The Maryland component of the Chesapeake Watershed Initiative is being overseen by the Maryland Geographic Alliance, a member of National Geographic’s Network of Alliances for Geographic Education, and Sultana Projects, Inc., a Chesapeake-based non-profit that specializes in educational field experiences.    Core components of the Maryland Chesapeake Watershed Initiative include professional development seminars for teachers, student field experiences, instruction in the use of National Geographic’s FieldScope web-based GIS platform, and comprehensive coordination with the Maryland State Department of Education’s standards for environmental literacy.   All Maryland schools and teachers are eligible to participate in the programs of the Maryland Chesapeake Watershed Initiative.

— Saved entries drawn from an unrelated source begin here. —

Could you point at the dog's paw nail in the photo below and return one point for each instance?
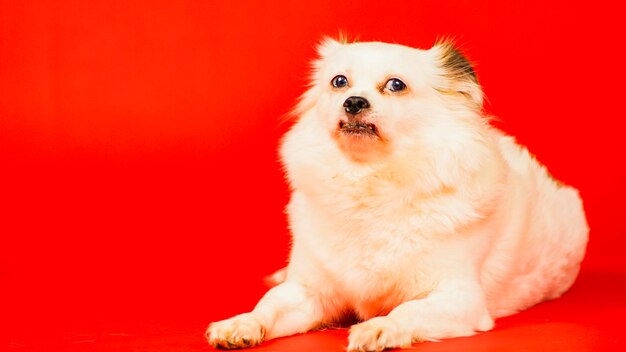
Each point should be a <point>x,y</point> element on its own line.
<point>238,332</point>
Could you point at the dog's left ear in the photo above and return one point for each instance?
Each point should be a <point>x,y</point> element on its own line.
<point>459,75</point>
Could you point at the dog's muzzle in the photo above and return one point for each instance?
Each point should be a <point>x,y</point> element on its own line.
<point>355,105</point>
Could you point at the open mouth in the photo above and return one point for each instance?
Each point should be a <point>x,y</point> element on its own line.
<point>357,128</point>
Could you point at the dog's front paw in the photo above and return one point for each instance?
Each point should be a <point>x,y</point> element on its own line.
<point>238,332</point>
<point>378,334</point>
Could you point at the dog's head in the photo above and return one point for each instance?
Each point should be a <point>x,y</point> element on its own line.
<point>374,97</point>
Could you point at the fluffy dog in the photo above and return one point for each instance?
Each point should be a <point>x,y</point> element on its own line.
<point>409,212</point>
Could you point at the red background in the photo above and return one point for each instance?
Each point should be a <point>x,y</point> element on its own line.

“The Chesapeake Watershed Initiative is an incredible opportunity for Maryland schools and teachers,” said Sultana Projects Vice President Chris Cerino who will be overseeing the initiative’s programs.  “Thanks to support from NOAA, the initiative’s programs are affordable for almost any school.”

The Chesapeake Watershed Initiative will host its first Professional Development Programs for teachers this December with seminars in St. Michaels and Chestertown, followed by additional seminars in Baltimore and Solomons in February.   Student Field Programs, including canoe and kayak-based wetlands explorations as well as specially designed educational trips on Sultana Projects’ schooner SULTANA will begin in April of 2013.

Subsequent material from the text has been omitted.